Bosnian Prime Minister Nikola Spiric has written to the UN accusing the international community's envoy of destabilising his country, the local press reported on 23 May.
Spiric urged United Nations Secretary-General Ban Ki-moon to remove the international community's high representative in Bosnia, Valentin Inzko, who has the power to pass laws and sack officials in the country's two semi-autonomous entities, AFP reported.
"Continuing foreign intervention in local political issues is destabilising and undermines the creation of a consensus [...] as well as reform efforts," the Bosnian Serb leader is quoted as saying.
The Office of the High Representative (OHR) "should be closed in order to enable Bosnian political leaders to achieve legitimate progress," he said, saying that Inzko, an Austian diplomat, was "contributing to non-functional governance in Bosnia".
In return, Inzko blamed leaders of Bosnia and Herzegovina for what he called a "deterioration" of political dialogue.
"While regional prospects for reconciliation have improved, the language and logic of politics inside Bosnia and Herzegovina appears to have rather deteriorated," Inzko told the United Nations Security Council on 24 May.
The international community representative was presenting to the Security Council the thirty-seventh report on Bosnia and Herzegovina (BiH) following the Dayton Agreement, covering the period 1 November 2009 to 30 April 2010.
In domestic affairs, "Bosnia and Herzegovina remains afflicted by a lack of a basic – and fundamental - consensus about what sort of country it should be, or could be," Inzko said.
BiH did not know whether it wished to be a more centralised state or a decentralised one, and did not know how to achieve either option, he claimed. As a consequence, the country regrettably cannot take advantage of economic assistance, he added.
Inzko said the leaders of Republika Srpska continued to undermine state institutions and repudiate the authority of the High Representative and the Dayton Peace Agreement, while at the same time, the government of the Federation of Bosnia and Herzegovina had "limped from crisis to crisis during the reporting period".
Bosnian Serbs in the spotlight
Taking the floor next, Haris Silajdžić, chairman of the presidency of Bosnia and Herzegovina, attributed the current stagnation to the so-called "entity voting mechanism," which allows 10 Serb deputies from the Republika Srpska to block any proposed decision by the federation's parliament, comprising 42 deputies.
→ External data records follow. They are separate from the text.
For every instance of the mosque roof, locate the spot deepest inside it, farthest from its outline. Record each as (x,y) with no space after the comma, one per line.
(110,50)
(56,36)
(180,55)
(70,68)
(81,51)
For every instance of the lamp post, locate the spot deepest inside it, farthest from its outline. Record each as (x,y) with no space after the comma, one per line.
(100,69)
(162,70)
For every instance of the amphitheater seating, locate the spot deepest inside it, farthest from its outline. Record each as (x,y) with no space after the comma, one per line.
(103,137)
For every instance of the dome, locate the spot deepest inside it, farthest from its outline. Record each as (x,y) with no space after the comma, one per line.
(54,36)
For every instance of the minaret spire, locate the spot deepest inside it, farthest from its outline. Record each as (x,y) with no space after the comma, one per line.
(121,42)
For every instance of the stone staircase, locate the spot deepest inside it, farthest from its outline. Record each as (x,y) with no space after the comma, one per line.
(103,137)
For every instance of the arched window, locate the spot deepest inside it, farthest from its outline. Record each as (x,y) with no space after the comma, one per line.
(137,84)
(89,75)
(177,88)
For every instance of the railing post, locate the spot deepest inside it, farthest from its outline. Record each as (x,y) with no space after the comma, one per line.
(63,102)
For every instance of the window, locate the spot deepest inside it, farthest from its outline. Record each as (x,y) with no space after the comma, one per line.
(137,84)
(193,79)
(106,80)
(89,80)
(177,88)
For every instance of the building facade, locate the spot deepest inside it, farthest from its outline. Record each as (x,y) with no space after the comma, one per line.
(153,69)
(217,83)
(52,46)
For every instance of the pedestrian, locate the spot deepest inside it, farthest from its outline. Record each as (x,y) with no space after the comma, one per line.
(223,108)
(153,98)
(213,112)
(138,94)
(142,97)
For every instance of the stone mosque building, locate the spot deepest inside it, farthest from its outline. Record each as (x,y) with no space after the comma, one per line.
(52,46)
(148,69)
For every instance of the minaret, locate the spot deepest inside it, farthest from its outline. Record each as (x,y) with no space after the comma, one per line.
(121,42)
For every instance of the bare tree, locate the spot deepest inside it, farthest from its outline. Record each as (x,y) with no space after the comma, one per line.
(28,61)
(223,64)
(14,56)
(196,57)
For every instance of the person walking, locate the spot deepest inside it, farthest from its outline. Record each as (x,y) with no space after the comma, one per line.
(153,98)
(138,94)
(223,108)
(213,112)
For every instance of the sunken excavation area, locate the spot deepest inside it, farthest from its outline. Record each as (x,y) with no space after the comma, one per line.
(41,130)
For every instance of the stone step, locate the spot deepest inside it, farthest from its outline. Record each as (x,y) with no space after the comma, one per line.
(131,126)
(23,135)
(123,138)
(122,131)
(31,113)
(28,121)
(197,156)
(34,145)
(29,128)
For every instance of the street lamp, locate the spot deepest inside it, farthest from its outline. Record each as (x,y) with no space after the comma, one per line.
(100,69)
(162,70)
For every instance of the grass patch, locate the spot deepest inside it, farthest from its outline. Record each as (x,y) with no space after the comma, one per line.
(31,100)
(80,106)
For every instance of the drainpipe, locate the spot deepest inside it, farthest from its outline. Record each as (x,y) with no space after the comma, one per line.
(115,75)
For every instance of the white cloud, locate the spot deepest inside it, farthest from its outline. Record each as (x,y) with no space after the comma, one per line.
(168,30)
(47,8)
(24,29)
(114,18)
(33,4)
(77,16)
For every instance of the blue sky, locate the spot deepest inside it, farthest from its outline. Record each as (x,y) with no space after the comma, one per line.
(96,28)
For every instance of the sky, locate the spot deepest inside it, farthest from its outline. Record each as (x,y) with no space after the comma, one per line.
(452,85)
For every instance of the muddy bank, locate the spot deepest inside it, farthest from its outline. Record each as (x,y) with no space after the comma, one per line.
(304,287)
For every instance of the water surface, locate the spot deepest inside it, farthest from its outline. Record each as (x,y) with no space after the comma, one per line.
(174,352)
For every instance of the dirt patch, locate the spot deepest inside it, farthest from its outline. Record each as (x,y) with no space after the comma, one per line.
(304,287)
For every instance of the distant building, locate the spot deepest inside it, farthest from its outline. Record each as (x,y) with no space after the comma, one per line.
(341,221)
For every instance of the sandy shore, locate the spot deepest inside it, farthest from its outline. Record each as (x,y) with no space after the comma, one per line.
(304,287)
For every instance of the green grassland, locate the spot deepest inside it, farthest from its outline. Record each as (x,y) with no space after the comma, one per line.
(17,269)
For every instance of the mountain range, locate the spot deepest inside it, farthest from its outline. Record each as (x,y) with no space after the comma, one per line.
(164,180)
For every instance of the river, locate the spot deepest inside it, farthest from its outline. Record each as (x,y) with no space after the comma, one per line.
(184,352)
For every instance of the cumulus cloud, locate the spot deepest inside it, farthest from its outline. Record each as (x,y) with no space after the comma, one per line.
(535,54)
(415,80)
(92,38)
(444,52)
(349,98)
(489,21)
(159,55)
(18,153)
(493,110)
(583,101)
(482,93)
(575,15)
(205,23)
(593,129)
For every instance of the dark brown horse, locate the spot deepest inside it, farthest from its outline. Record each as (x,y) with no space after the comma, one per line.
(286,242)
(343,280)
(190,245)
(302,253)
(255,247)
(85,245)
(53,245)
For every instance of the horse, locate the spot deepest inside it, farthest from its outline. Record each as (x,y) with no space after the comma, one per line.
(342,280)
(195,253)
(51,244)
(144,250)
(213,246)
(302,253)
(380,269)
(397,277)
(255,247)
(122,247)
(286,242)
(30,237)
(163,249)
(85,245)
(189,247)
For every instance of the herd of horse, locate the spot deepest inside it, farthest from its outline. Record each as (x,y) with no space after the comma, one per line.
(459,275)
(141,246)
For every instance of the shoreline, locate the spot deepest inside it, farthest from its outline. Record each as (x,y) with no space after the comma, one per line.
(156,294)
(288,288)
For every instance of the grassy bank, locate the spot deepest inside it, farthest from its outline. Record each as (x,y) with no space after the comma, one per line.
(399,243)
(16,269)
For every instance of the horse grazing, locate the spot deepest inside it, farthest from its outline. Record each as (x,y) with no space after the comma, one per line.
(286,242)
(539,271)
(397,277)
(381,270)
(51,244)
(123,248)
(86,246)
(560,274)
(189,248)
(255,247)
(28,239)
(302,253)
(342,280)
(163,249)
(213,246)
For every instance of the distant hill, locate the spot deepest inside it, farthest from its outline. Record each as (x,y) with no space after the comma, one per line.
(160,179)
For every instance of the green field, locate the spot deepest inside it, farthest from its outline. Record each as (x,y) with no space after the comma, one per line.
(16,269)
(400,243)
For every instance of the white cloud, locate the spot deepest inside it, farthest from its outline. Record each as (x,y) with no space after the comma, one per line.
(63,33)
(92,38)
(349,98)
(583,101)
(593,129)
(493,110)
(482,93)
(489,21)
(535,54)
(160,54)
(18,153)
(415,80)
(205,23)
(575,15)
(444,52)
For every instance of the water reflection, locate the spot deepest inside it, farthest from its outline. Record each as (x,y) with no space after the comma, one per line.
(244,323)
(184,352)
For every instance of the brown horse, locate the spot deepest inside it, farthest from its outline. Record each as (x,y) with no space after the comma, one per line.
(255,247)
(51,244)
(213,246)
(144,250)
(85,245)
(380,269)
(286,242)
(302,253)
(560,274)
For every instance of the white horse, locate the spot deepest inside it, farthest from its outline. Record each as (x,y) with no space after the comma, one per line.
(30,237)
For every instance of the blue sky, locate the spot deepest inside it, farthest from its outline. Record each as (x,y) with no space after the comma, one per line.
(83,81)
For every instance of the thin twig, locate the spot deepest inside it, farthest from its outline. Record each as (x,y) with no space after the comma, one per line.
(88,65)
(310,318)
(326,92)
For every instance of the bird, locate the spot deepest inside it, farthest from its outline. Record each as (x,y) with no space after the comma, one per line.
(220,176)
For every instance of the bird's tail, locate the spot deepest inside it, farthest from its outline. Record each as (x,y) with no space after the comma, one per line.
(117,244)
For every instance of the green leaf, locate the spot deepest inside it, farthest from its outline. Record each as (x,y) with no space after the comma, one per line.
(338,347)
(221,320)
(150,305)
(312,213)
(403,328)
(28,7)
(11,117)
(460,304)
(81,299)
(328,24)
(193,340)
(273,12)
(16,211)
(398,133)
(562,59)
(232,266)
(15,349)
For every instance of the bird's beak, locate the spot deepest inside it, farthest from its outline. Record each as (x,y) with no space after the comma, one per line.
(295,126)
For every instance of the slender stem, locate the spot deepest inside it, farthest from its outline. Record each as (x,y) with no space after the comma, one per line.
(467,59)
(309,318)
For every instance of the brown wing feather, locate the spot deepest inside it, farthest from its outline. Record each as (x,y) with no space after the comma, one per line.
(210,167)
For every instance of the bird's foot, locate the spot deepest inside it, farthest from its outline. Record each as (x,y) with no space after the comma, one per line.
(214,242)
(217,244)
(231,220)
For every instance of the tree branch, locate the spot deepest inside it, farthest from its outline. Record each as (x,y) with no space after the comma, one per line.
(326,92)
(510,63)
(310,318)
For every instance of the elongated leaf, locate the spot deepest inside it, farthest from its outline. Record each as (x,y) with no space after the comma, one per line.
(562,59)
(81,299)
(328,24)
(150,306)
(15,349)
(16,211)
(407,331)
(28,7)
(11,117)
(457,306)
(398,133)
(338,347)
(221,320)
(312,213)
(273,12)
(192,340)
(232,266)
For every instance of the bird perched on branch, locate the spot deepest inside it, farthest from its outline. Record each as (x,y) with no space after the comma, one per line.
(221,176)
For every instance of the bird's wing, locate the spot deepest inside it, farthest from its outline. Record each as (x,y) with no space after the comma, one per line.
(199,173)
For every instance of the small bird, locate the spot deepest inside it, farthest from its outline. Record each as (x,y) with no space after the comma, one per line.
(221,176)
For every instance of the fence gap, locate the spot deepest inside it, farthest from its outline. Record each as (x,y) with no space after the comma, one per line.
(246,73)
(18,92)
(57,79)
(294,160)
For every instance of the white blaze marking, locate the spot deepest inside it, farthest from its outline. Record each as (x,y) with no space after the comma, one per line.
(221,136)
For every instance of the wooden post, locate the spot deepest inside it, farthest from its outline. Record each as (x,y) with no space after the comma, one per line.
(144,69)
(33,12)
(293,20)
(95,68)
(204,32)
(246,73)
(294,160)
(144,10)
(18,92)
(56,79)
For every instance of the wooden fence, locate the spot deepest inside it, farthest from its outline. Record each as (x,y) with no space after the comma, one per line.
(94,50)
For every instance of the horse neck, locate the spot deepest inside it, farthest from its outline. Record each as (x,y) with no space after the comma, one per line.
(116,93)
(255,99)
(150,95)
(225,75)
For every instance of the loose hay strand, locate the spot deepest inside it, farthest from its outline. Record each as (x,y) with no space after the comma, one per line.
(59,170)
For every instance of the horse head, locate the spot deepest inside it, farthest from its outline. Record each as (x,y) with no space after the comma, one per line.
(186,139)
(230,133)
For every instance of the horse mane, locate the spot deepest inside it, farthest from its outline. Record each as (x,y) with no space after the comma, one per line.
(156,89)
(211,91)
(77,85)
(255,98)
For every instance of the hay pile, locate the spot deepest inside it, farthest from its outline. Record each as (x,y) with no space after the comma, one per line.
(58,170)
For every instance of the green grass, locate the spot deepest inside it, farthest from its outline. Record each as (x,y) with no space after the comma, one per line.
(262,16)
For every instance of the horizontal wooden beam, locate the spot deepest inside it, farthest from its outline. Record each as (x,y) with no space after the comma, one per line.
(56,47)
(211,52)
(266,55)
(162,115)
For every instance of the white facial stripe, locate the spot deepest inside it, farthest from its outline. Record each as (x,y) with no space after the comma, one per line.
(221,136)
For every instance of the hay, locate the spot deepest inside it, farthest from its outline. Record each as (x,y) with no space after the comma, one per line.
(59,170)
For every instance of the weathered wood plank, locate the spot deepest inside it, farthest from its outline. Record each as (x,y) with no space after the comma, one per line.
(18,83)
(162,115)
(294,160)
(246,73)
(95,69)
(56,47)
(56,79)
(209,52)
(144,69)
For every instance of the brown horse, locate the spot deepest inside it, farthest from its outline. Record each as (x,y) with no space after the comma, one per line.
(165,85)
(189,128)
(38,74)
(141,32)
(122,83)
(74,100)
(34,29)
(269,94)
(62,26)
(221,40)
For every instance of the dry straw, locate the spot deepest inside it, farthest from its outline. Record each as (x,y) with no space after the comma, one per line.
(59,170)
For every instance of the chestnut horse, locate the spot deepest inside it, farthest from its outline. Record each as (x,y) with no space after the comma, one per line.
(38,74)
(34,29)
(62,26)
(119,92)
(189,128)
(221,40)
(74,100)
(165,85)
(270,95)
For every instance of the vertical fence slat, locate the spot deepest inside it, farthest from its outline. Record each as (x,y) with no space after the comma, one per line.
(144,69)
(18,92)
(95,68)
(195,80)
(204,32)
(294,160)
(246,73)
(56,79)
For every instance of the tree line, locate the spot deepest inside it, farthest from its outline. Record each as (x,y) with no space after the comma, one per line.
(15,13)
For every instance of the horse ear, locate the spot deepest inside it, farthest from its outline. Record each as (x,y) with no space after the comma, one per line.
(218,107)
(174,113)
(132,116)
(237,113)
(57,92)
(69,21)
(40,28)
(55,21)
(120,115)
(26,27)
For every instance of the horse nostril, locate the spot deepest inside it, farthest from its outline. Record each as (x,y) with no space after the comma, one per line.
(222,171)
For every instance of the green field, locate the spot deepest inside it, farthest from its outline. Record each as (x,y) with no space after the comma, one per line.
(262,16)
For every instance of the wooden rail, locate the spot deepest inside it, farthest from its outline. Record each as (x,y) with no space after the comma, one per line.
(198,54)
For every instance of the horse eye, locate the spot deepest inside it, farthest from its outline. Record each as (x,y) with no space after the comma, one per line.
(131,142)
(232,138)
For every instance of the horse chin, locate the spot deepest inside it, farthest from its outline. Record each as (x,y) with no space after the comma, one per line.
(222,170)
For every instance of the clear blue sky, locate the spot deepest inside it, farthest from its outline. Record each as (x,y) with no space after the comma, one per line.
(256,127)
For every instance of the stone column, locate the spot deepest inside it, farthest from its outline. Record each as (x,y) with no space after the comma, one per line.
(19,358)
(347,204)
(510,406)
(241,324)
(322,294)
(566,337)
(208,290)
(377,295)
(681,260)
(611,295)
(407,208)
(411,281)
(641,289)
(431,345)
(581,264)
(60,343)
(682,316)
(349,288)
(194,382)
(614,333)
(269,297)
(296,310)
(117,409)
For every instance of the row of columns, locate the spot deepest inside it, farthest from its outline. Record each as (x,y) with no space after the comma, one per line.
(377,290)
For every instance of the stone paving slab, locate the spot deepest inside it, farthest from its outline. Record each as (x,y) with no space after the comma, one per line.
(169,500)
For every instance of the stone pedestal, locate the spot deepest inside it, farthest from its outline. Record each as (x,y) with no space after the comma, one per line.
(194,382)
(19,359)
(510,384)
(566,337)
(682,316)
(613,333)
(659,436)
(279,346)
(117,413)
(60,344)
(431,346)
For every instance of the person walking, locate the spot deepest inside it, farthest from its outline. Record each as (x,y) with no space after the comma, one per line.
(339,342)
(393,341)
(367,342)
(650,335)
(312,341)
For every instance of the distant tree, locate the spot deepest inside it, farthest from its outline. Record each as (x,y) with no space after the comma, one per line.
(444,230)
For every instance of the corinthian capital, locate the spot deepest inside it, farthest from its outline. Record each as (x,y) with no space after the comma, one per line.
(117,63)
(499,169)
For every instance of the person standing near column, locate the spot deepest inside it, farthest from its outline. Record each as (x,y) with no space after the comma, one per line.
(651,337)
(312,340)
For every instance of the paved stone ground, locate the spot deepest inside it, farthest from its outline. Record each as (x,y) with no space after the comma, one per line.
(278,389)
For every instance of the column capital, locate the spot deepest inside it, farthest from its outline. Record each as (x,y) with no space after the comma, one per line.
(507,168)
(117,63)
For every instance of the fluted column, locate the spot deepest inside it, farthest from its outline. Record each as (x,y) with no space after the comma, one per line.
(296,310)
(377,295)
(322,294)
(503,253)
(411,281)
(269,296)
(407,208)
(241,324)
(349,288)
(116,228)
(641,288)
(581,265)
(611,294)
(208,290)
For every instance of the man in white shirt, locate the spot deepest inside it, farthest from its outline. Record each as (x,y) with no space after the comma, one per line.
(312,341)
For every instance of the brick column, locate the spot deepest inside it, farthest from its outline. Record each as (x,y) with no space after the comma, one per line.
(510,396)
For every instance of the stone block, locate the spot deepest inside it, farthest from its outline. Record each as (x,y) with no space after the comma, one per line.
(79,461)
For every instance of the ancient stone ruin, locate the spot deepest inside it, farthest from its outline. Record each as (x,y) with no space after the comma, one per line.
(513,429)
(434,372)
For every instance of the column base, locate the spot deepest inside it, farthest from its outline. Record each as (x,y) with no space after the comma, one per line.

Silajdžić, who is a Bosnian Muslim, told the session that the entities "have no ownership rights whatsoever" over the country's assets, the Serbian press reported.
He said that Bosnia and Herzegovina is the only legitimate successor to the former Yugoslav Republic of Bosnia-Herzegovina, and therefore owns all the assets of the former Yugoslavia contained within its territory.
Bosnia's right to its own property, he continued, was being questioned by his political opposition but also by the international community's high representative.
A representative of the Russian Federation, Konstantin Dolgov, described the assessments of Inzko and Silajdžićas as unbalanced, saying that they suffered from anti-Serb sentiment and covered up BiH's destructive role in blocking consideration of Republika Srpska's compromise constitutional amendments.
Taking the floor again to respond to the remarks, Silajdžić pointed out that despite having signed the Dayton Agreement, the Russian Federation continued to uncritically support just one ethnic group in Bosnia and Herzegovina, namely, the Bosnian Serbs of Republika Srpska.